Consumer Direct Holdings, Inc. (“CDH”) entered into a definitive agreement to acquire DTRT Health Acquisition Corp. (NasdaqCM:DTRT) from a group of shareholders for approximately $530 million in a reverse merger transaction on September 28, 2022. CDH's current equity holders will own approximately 61% of the pro forma company immediately after closing, assuming no redemptions. The existing CDH shareholders will also receive a portion of their consideration in cash. The combined company will be called Consumer Direct Care Network, Inc. upon the closing of the transaction and is expected to be listed on Nasdaq under a new ticker symbol (“CDCN”). Consumer Direct Care Network, Inc. will be led by Ben Bledsoe, CDH's current Chief Executive Officer and President, and the current leadership team. The board of directors of the post-closing public entity will be comprised of a total of seven directors, five of whom will be nominated by the pre-closing shareholders of CDH and two of whom will be nominated by DTRT Health Sponsor LLC.
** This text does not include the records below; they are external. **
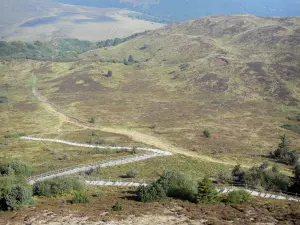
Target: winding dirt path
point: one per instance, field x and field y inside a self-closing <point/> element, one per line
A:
<point x="134" y="135"/>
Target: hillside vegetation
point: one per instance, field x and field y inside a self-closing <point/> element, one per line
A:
<point x="235" y="76"/>
<point x="189" y="9"/>
<point x="217" y="92"/>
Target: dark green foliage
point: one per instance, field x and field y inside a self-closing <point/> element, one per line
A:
<point x="178" y="185"/>
<point x="206" y="133"/>
<point x="184" y="66"/>
<point x="57" y="186"/>
<point x="79" y="197"/>
<point x="59" y="50"/>
<point x="283" y="153"/>
<point x="238" y="173"/>
<point x="238" y="197"/>
<point x="292" y="127"/>
<point x="296" y="186"/>
<point x="264" y="165"/>
<point x="109" y="73"/>
<point x="117" y="207"/>
<point x="129" y="174"/>
<point x="207" y="193"/>
<point x="15" y="193"/>
<point x="15" y="168"/>
<point x="223" y="177"/>
<point x="3" y="99"/>
<point x="130" y="59"/>
<point x="92" y="120"/>
<point x="125" y="61"/>
<point x="170" y="184"/>
<point x="150" y="193"/>
<point x="297" y="174"/>
<point x="14" y="135"/>
<point x="134" y="150"/>
<point x="268" y="179"/>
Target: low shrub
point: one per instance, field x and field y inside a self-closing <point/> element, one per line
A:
<point x="223" y="177"/>
<point x="79" y="197"/>
<point x="129" y="174"/>
<point x="207" y="193"/>
<point x="15" y="193"/>
<point x="269" y="179"/>
<point x="238" y="197"/>
<point x="206" y="133"/>
<point x="18" y="168"/>
<point x="170" y="184"/>
<point x="151" y="193"/>
<point x="57" y="186"/>
<point x="117" y="207"/>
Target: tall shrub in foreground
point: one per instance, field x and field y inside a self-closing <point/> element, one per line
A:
<point x="14" y="168"/>
<point x="238" y="197"/>
<point x="207" y="192"/>
<point x="57" y="186"/>
<point x="15" y="193"/>
<point x="170" y="184"/>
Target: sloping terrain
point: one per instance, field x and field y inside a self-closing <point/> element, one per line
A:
<point x="43" y="20"/>
<point x="237" y="76"/>
<point x="189" y="9"/>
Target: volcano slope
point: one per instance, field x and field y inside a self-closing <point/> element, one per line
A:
<point x="237" y="76"/>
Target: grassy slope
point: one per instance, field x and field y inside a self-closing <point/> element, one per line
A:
<point x="243" y="103"/>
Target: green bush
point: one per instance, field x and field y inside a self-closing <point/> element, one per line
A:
<point x="130" y="174"/>
<point x="238" y="197"/>
<point x="207" y="192"/>
<point x="15" y="167"/>
<point x="283" y="153"/>
<point x="79" y="197"/>
<point x="179" y="186"/>
<point x="238" y="173"/>
<point x="223" y="177"/>
<point x="170" y="184"/>
<point x="15" y="193"/>
<point x="206" y="133"/>
<point x="117" y="207"/>
<point x="151" y="193"/>
<point x="270" y="180"/>
<point x="57" y="186"/>
<point x="292" y="127"/>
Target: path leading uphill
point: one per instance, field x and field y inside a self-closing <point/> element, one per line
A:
<point x="154" y="153"/>
<point x="134" y="135"/>
<point x="82" y="168"/>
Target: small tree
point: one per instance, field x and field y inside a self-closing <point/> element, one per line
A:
<point x="130" y="59"/>
<point x="80" y="198"/>
<point x="109" y="73"/>
<point x="134" y="150"/>
<point x="16" y="167"/>
<point x="206" y="133"/>
<point x="117" y="207"/>
<point x="207" y="193"/>
<point x="125" y="62"/>
<point x="130" y="174"/>
<point x="238" y="173"/>
<point x="283" y="152"/>
<point x="238" y="197"/>
<point x="15" y="193"/>
<point x="297" y="174"/>
<point x="92" y="120"/>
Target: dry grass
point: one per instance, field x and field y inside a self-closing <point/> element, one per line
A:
<point x="164" y="212"/>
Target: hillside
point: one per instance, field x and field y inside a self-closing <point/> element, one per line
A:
<point x="45" y="21"/>
<point x="214" y="94"/>
<point x="189" y="9"/>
The transaction will require the approval of the stockholders of both DTRT and CDH, and is subject to other customary closing conditions, including the receipt of certain regulatory approvals. The transaction is also subject to the expiration or termination of the waiting period (or any extension thereof) applicable under the Hart-Scott-Rodino Antitrust Improvements Act of 1976, the approval of listing of the shares of resulting issuer common stock on one of the Nasdaq market tiers, the effectiveness of registration statement, DTRT obtaining debt and PIPE financing satisfactory to CDH. The Boards of Directors of each of DTRT and CDH have unanimously approved the transaction. As of October 31, 2022, Board has determined that it is in the best interests of the Company to further amend the charter to extend the date we have to consummate a business combination to March 7, 2023, in order to allow the Company more time to complete the proposed business combination with CDH or another business combination. And In order to support the Extension Amendment, the Company, and its sponsor, DTRT Health Sponsor LLC (the “ Sponsor ”), have agreed that, if the Extension Amendment is implemented, the Sponsor or one or more of its designees (each, a “ Contributor ”) will contribute to the Company's trust account an aggregate amount equal to $300,000 (each, a “ Contribution ”) for each calendar month (commencing on December 7, 2022 and on the 7th day of each subsequent month) through (but not including) March 7, 2023 unless the closing of the Company's initial business combination shall have occurred. The special meeting of stockholders of DTRT to be held December 1, 2022. As of December 2, 2022, The Special Meeting was adjourned from December 1, 2022 to December 6, 2022. On December 6, 2022, DTRT held a special meeting of stockholders, where stockholders approved an amendment to the Company's Amended and Restated Certificate of Incorporation in connection with the extension of the date by which the Company must complete a merger from December 7, 2022 to March 7, 2023. The transaction is expected to close in the first quarter of 2023.

Bank of Montana is acting as financial advisor to CDH. Deutsche Bank Securities Inc. is acting as financial advisor to DTRT. Amy Bowler and Paige Coriden of Holland & Hart is acting as legal counsel to CDH. Dom DeChiara, Kyle Gann and Ben Liss of Winston & Strawn are acting as legal counsel to DTRT. Lincoln International, LLC provided the Board of Directors of DTRT with a fairness opinion regarding the transaction. Mark Zimkind of Continental Stock Transfer & Trust Company acted as transfer agent to DTRT. DTRT has engaged Morrow Sodali LLC for a fee of $35,000 to assist in the solicitation of proxies for the special meeting.